'Gülen cemaatinin başını çektiği bir itiraz ve direniş cephesi şekilleniyor'

'Gülen cemaatinin başını çektiği bir itiraz ve direniş cephesi şekilleniyor'

Ruşen Çakır (Vatan, 11 Haziran 2012)

 

'Benim vesayetim seninkinden daha demokratik!'

 

Hükümetin, yasadışı kayıtların yayınlanmasına ağır cezalar getirme ve özel yetkili mahkemeleri (ÖYM) yeniden düzenleme, hatta belki de kaldırma yolundaki çalışmalarına karşı Fethullah Gülen cemaatinin başını çektiği bir itiraz ve direniş cephesi şekilleniyor.
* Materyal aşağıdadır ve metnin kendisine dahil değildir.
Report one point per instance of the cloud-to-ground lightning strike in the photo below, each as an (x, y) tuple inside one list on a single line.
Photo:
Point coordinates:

Peki tam olarak neyin mücadelesi veriliyor?

Benim “yeni tür iktidar savaşları” olarak tanımladığım olayın kökleri daha eskiye gitmekle birlikte aleniyet kazanması MİT kriziyle oldu. AKP hükümetine yakın bir düşünce üretim kuruluşu olan SETA’nın Siyaset Araştırmaları Direktörü Hatem Ete bu kriz daha çok sıcakken Sabah’ta kaleme aldığı “Vesayet, siyaset, cemaat” başlıklı yazıda şöyle demişti:

“Yapılan manipülasyonlara rağmen, savcılığın, siyasi iktidarın bilgisi, onayı ve direktifi dâhilinde gerçekleştirilen Oslo veya İmralı görüşmeleri dolayısıyla eski ve yeni MİT yöneticilerini soruşturmaya dâhil ettiğine dair bulgular ağırlık kazanıyor. Bu gerekçe, savcılığın, siyasi iktidarın terörle mücadele politikasını sorguladığı, dolayısıyla da, bir siyasi aktör gibi davranarak politika geliştirdiği anlamına geliyor.”
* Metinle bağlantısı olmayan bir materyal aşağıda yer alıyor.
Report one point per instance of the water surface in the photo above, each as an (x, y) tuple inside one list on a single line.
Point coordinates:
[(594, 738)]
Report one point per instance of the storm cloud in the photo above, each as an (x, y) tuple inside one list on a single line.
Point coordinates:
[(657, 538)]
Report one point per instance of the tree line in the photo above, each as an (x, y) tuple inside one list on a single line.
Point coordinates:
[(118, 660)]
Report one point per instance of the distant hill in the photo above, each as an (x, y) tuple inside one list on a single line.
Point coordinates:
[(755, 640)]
Ete hemen ardından, “Hükümetin toplumsal desteğe dayalı siyasal iradesini, sahip olduğu bürokratik imtiyazlara sığınarak gasp etme anlamına gelen bu tutum, eski Türkiye’de ‘vesayet sistemi’ olarak adlandırdığımız ve mahkzm ettiğimiz bir tutumdur” diyerek özel yetkili savcıları “eski sistemin yeni takipçileri” olarak tarif etti.

 

Dün ve bugünün farkı

 

Nitekim hükümete yakın çevreler özel yetkili savcı Sadrettin Sarıkaya’nın eski ve yeni MİT yöneticilerini ifadeye çağırmasını “yargı vesayeti” arayışı olarak tanımlayıp, bunun yaşandığı 7 Şubat tarihini, tıpkı 28 Şubat ve 27 Nisan gibi, meşru hükümete yönelik bir müdahale olarak kayda geçirdiler.
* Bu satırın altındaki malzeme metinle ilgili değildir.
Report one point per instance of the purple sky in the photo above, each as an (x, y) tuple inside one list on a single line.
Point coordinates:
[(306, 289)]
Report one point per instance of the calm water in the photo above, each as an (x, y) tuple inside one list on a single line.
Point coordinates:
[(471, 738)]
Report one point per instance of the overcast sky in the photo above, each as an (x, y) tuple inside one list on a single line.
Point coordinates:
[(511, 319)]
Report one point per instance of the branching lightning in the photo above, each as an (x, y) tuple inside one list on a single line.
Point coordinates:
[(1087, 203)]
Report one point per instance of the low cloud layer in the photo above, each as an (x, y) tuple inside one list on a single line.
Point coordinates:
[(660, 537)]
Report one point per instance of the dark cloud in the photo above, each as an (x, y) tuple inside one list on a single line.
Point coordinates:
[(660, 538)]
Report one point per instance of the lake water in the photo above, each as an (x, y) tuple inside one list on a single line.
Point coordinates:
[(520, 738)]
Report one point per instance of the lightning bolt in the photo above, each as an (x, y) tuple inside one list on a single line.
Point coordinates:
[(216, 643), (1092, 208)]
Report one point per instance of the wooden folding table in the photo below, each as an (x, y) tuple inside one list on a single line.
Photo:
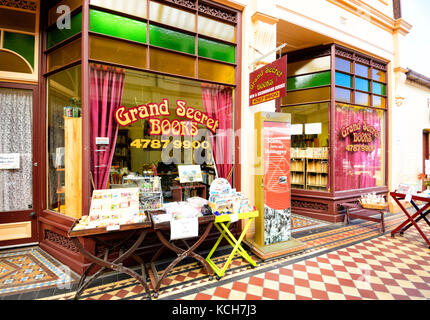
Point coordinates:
[(125, 244), (412, 219), (163, 228)]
Aslında “yargı vesayeti” kavramı Türkiye’ye pek yabancı değil. ÖYM’lerden önce DGM’ler, başta Kürt sorunu ve laiklik olmak üzere birçok konuda siyasete alenen müdahale etmekten çekinmemişlerdi. Ama öncelik tabii ki yüksek yargıdaydı. Anayasa Mahkemesi, Yargıtay ve hatta Danıştay’ın birçok kararının halkın sandıkta göstermiş olduğu siyasi iradeyle alenen çeliştiğini unutmadık. Fakat geçmişle bugün arasında çok önemli bir fark bulunuyor: Geçmişte yargı, askerin başını çektiği vesayet sisteminin bir parçasıydı. Günümüzdeyse askerin siyasi açıdan herhangi bir gücü ve etkisi olduğu söylenemez. Özel yetkili savcı ve yargıçların emniyetle mükemmel bir koordinasyon içinde çalışıyor olmalarının da bir yerden sonra fazla bir anlamı yoktur.

 

Yürütmenin vesayeti

 

AKP hükümetinin, yargının yürütme üzerindeki vesayetine, diğer bir deyişle ülkede siyasetin seçilmişler yerine savcı ve yargıçlar tarafından belirlenmesine karşı çıkması doğaldır ve bunun yollarını tıkaması da demokrasiye uygundur. Fakat burada bir başka risk karşımıza çıkıyor: Hükümetin yargıyı mutlak kontrolü, diğer bir deyişle vesayeti altına alması.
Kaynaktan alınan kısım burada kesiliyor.